Q15: Solve the following system of equations:
- [tex]\frac{7}{x} + \frac{6}{y} = 33[/tex]
- [tex]\frac{5}{x} + \frac{3}{y} = 22[/tex]
To solve the system, let's use substitution or elimination. We can multiply both equations to eliminate fractions:
Multiply the first equation by [tex]x \cdot y[/tex]:
[tex](7y + 6x = 33xy)[/tex]
Multiply the second equation by [tex]x \cdot y[/tex]:
[tex](5y + 3x = 22xy)[/tex]
Now, eliminate one of the variables. Multiply the first modified equation by 5 and the second modified equation by 7:
[tex](35y + 30x = 165xy)[/tex]
[tex](35y + 21x = 154xy)[/tex]
Subtract the second equation from the first:
[tex](9x = 11xy)[/tex]
[tex](x = \frac{11y}{9})[/tex]
Substitute [tex]x[/tex] back into either equation to find [tex]y[/tex].

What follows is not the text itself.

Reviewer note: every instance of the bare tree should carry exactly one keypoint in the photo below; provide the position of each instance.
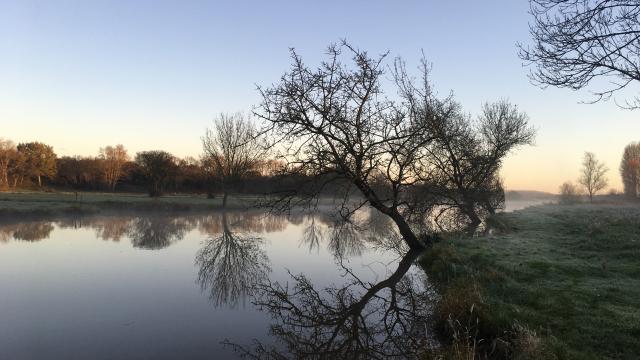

Substitute [tex]x[/tex] back into [tex]5y + 3x = 22xy[/tex]:
[tex]5y + 3(\frac{11y}{9}) = 22(\frac{11y}{9})y[/tex]
This simplifies to finding common multiples and simplifying the equation.
Checking through the given options, the correct choice is: C. [tex]\left(\frac{10}{3}, \frac{16}{9}\right)[/tex].
Q16: Kenneth and David on a Circular Track:
The question states that Kenneth and David are running in opposite directions on a 6 km track, meeting twice with a 30-minute gap between the two meetings. Since they're running in opposite directions, the sum of their speeds can be calculated using the formula for relative speeds in opposite directions:
Let's assume their speeds are [tex]v_1[/tex] and [tex]v_2[/tex]. They meet when their combined distance equals a full lap until they meet again. The time between two meetings is such that the difference of distances accounts for the full circumference when added.
Given that they meet the first time when [tex](v_1 + v_2) \cdot t = 6[/tex] km, there's a time difference of 30 minutes for the next meeting:
[tex](v_1 + v_2)(t + \frac{1}{2}) = 12[/tex]
Since [tex](v_1 + v_2) \cdot \frac{1}{2} = 6[/tex], it means [tex]v_1 + v_2 = 12[/tex] km/hr, factoring the whole lap:
The chosen answer is: C. 12 km/hr.
Q17: Forming Four-Digit Numbers Using Given Digits:
For a number to be divisible by 5, its last digit must be 5. Therefore, the last digit is fixed as 5, leaving the rest as four combinations.
Digits for three remaining places are chosen from {9, 5, 7, 3, 1}. Each place can be any of the five digits, and repetition is allowed, effectively meaning:
- Three remaining digits have 5 possibilities each.
Hence, the total number of combinations:
[tex]5 \times 5 \times 5 = 125[/tex]
The correct option is: A. 125.
Q18: Percentage of Defective Phones in Both Warehouses:
Warehouse A has 1600 phones with 8% defective:
[tex]\frac{8}{100} \times 1600 = 128[/tex] defective phones.
Warehouse B has 1400 phones with 7% defective:
[tex]\frac{7}{100} \times 1400 = 98[/tex] defective phones.
Total defective in both: [tex]128 + 98 = 226[/tex]
Total phones in both warehouses: [tex]1600 + 1400 = 3000[/tex]
Percentage is:
[\frac{226}{3000} \times 100 \approx 7.53%
Thus, the percentage of defective phones is approximately 7.53%.